# Thread: Using statistical methods to find threshold/base line?

I am a newbie to statistics and would like to seek some advice. Are there any statistical methods that can be used to determine the threshold or baseline for a dataset? Threshold/baseline here would act like a flag. What goes over or below it would probably mean that the datapoint is of concern.

Maybe some more details would be useful to know.
What do you mean by dataset here? What was measured, on which scale(s)?
Do you refer to just 1 variable or to several variables? Why do you need
to flag something, what does it mean whether a data point is of concern?
And how large is your dataset?

Maybe some more details would be useful to know.
What do you mean by dataset here? What was measured, on which scale(s)?
Do you refer to just 1 variable or to several variables? Why do you need
to flag something, what does it mean whether a data point is of concern?
And how large is your dataset?

There are no scales. Dataset comprises of monthly volume data (2 columns- date, volume) over a few years.

Was thinking if it is possible to apply stats method to this dataset to derive the threshold or baseline. So can check a particular month volume against this threshold/base line. To determine if that month data is considered high or low

Read up on an Individuals - Moving Range (IMR) control chart. https://en.wikipedia.org/wiki/Shewha..._control_chart
This is an effective tool for separating real changes from random fluctuations.
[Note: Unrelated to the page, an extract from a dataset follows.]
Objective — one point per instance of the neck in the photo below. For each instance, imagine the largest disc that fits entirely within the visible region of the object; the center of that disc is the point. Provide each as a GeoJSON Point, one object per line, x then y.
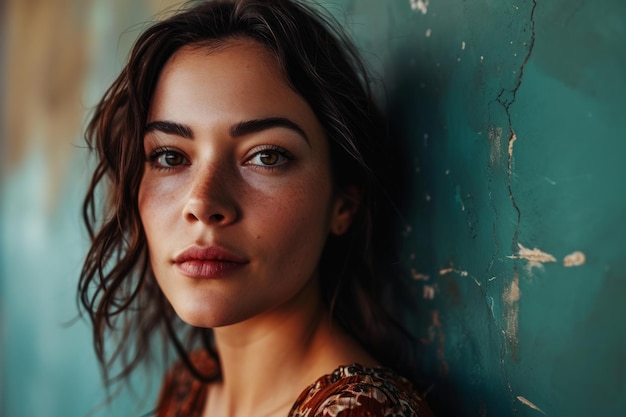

Read up on an Individuals - Moving Range (IMR) control chart. https://en.wikipedia.org/wiki/Shewha..._control_chart
This is an effective tool for separating real changes from random fluctuations.
Hi nizze,
When you say baseline, you need that quantity for doing forecast (for example of commercial demand in a market)?
Anyway to calculate a baseline like "average value" you can assume that your data follows (or before you can do a test) a normal distribution. Then you can choose an alpha factor (normally a "realistic" choice could be 0,05) which you'll use for determining a confidence interval. For example for alpha=0,05, the interval is
[mean-1,96*std.dev.;mean+1,96*std.dev.].

https://en.m.wikipedia.org/wiki/File:NormalDist1.96.png

With normal hypothesis confirmed you'll have the 95% of probability to finding a new value included in that interval.

For your scope, you can use the interval for determining the "outlier" values (those out of interval).

Hope I was helpful to you (if you still need).